Pese a estas constataciones elementales, siempre hay quien se empeña en monumentalizarse, en fabricarse una posteridad a medida. Un caso notable es el de François-René de Chateaubriand, escritor monumental y político detestable. Dejó dicho que quería ser anónimamente sebollido. Asimismo indicó que quería ser enterrado en un determinado islote, de cara al mar ya las tormentas. En la sepultura no está su nombre, sino esa inscripción campanuda: "Un gran escritor francés ha querido reponer aquí, para escuchar el mar y el viento. Caminando: respeta su último deseo". En sus memorias, Simone de Beauvoir escribió: "La tumba de Chateaubriand nos pareció tan ridículamente pomposa en su falsa sencillez que, para marcar su desprecio, Sartre meó sobre ella". No hace falta llegar a estos extremos, pero esta mezcla sepulcral de falsa modestia y vanidad fuera de tamaño resulta insoportable.
Conectada a la preocupación por la posteridad se plantea la cuestión del juicio de la historia. Aquí, el referente es la reflexión del presidente Companys en el consejo de guerra que le condenó a muerte: "La historia nos juzgará a todos en nuestra intención".
También en esto se impone el realismo. En una conversación de 1982 con un jurista italiano, Carl Schmitt le decía: "Sobre todo, tome nota de eso: «Le vaincu écrit el historiador», es el vencido quien escribe la historia. No el vencedor". Schmitt pensaba la política como confrontación amigo-enemigo, y por tanto veía la historia en términos estrictos de vencedores y vencidos. Por otra parte, sabía que las percepciones históricas no son estables y cambian a lo largo del tiempo.

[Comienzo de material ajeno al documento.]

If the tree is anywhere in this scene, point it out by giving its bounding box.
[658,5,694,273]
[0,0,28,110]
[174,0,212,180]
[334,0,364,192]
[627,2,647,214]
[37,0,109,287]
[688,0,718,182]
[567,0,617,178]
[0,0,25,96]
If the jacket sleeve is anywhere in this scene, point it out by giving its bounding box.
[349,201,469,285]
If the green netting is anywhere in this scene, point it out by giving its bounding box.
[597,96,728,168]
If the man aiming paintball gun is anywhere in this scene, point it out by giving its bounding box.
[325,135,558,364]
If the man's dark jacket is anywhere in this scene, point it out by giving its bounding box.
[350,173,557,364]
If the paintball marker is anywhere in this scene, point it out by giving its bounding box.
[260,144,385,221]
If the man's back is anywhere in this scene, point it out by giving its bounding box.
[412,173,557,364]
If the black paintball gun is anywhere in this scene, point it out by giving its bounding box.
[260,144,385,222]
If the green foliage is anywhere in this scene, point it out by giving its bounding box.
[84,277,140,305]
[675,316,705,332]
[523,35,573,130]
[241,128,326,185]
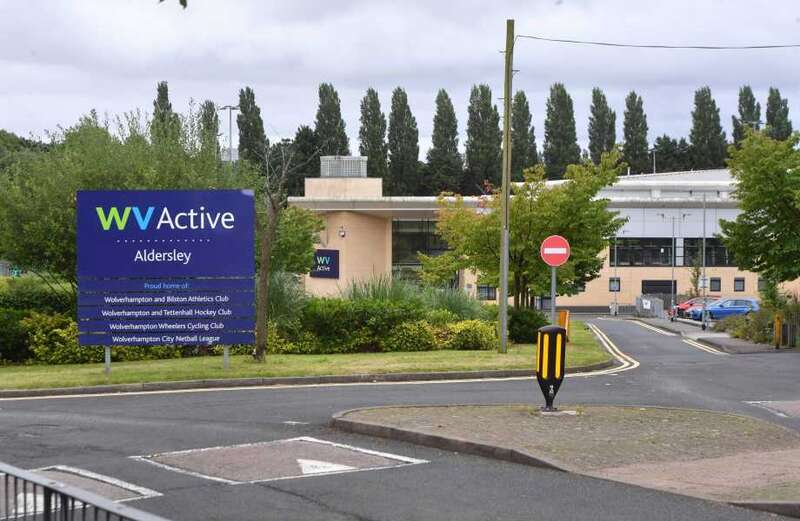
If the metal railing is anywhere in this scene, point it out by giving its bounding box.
[0,463,167,521]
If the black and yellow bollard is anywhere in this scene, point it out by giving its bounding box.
[536,326,567,411]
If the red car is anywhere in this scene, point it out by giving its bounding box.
[672,297,718,318]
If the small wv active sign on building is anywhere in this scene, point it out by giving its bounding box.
[77,190,255,346]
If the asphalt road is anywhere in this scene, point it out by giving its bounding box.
[0,320,800,521]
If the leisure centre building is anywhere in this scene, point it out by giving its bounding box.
[289,156,800,311]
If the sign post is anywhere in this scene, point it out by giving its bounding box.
[539,235,570,324]
[77,190,255,374]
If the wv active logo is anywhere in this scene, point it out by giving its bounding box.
[95,206,236,231]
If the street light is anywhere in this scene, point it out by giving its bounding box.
[217,105,239,164]
[658,213,692,320]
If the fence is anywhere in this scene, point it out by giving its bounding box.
[774,313,800,348]
[0,463,167,521]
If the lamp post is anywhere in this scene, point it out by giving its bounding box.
[217,105,239,165]
[658,213,692,321]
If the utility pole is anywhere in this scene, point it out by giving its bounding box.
[498,20,514,353]
[217,105,239,168]
[700,192,708,331]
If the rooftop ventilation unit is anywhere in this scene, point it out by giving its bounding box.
[319,156,367,177]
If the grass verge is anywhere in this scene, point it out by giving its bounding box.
[0,321,610,389]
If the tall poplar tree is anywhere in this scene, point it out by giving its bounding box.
[314,83,350,156]
[461,85,503,195]
[422,89,464,195]
[689,86,726,169]
[200,100,219,158]
[766,87,792,141]
[511,90,539,181]
[286,125,319,195]
[384,87,420,195]
[150,81,181,144]
[236,87,269,172]
[731,85,761,147]
[543,83,581,179]
[622,91,652,174]
[358,88,389,179]
[589,87,617,165]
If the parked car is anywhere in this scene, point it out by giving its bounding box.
[691,298,759,320]
[672,297,718,318]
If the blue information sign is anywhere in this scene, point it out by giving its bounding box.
[309,250,339,279]
[77,190,255,346]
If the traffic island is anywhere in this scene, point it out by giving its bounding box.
[332,405,800,517]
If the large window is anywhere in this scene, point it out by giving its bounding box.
[477,284,497,300]
[392,220,455,278]
[609,237,672,266]
[683,237,736,266]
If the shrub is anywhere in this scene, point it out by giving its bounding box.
[22,312,183,364]
[0,308,31,363]
[445,320,496,350]
[425,309,458,326]
[508,308,550,344]
[381,320,436,351]
[341,276,486,320]
[300,298,423,353]
[0,276,75,313]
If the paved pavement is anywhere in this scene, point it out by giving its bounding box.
[0,319,800,520]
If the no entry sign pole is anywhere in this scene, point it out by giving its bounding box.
[539,235,570,324]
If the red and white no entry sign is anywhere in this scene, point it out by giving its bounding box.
[539,235,569,268]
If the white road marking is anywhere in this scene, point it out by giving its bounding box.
[744,400,789,418]
[580,323,640,377]
[633,320,678,336]
[32,465,163,503]
[683,338,730,356]
[297,458,355,474]
[129,436,429,485]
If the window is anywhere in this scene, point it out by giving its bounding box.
[683,237,736,266]
[642,280,678,295]
[392,219,456,280]
[478,284,497,300]
[609,237,672,266]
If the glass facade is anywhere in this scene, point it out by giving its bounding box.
[609,237,672,266]
[683,237,736,266]
[392,219,455,278]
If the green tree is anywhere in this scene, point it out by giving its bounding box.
[286,125,319,196]
[766,87,792,141]
[236,87,269,171]
[543,83,581,179]
[622,91,651,174]
[422,89,464,195]
[200,100,219,159]
[461,85,503,194]
[653,134,691,172]
[689,87,726,169]
[731,85,761,147]
[720,132,800,284]
[421,150,625,307]
[150,81,180,144]
[358,88,389,182]
[589,87,620,164]
[314,83,350,156]
[511,90,539,181]
[384,87,420,195]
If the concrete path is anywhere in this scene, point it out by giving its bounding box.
[0,320,800,521]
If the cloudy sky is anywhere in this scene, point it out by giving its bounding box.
[0,0,800,156]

A corto plazo (vae victis, ay de los vencidos), los vencedores imponen su historia. Pero después los vencidos, o sus herederos, se sienten movidos a poner los puntos sobre las is, a combatir la versión dominante, a reescribir la historia "a contrapelo" de la dominante, como proponía Walter Benjamin poco antes de suicidarse en Portbou. Un ejemplo: Joaquim Albareda, autor de un gran libro de referencia sobre la Guerra de Sucesión (1700-1714), ha escrito que "disponemos de multitud de estudios para Cataluña y Valencia, y algunos para Aragón, mientras que por en buena parte de los territorios de la Corona de Castilla queda un largo camino por recorrer".
La actual multiplicación de estudios de género y postcoloniales, con todas las pugnas culturales y políticas que generan muestra el enorme alcance de estas dinámicas, que generan transformaciones y cambios de rumbo de las mentalidades y sensibilidades colectivas. En estos terrenos movedizos trabajan los historiadores y se mueve la política.
Citando unos versos del poeta cubano Nicolás Guillén, que evocan la esclavitud ("¿Cómo olvidaremos / lo que los nubes aún pueden recordar?"), el historiador Pierre Vilar decía que "la historia está hecha de lo que unos querrían olvidar y otros no pueden olvidar". No es ésta una constatación fatalista. Al contrario: señala la necesidad de una historia que acerque al máximo a la verdad del pasado y desmonte los intentos de posteridad fabricada.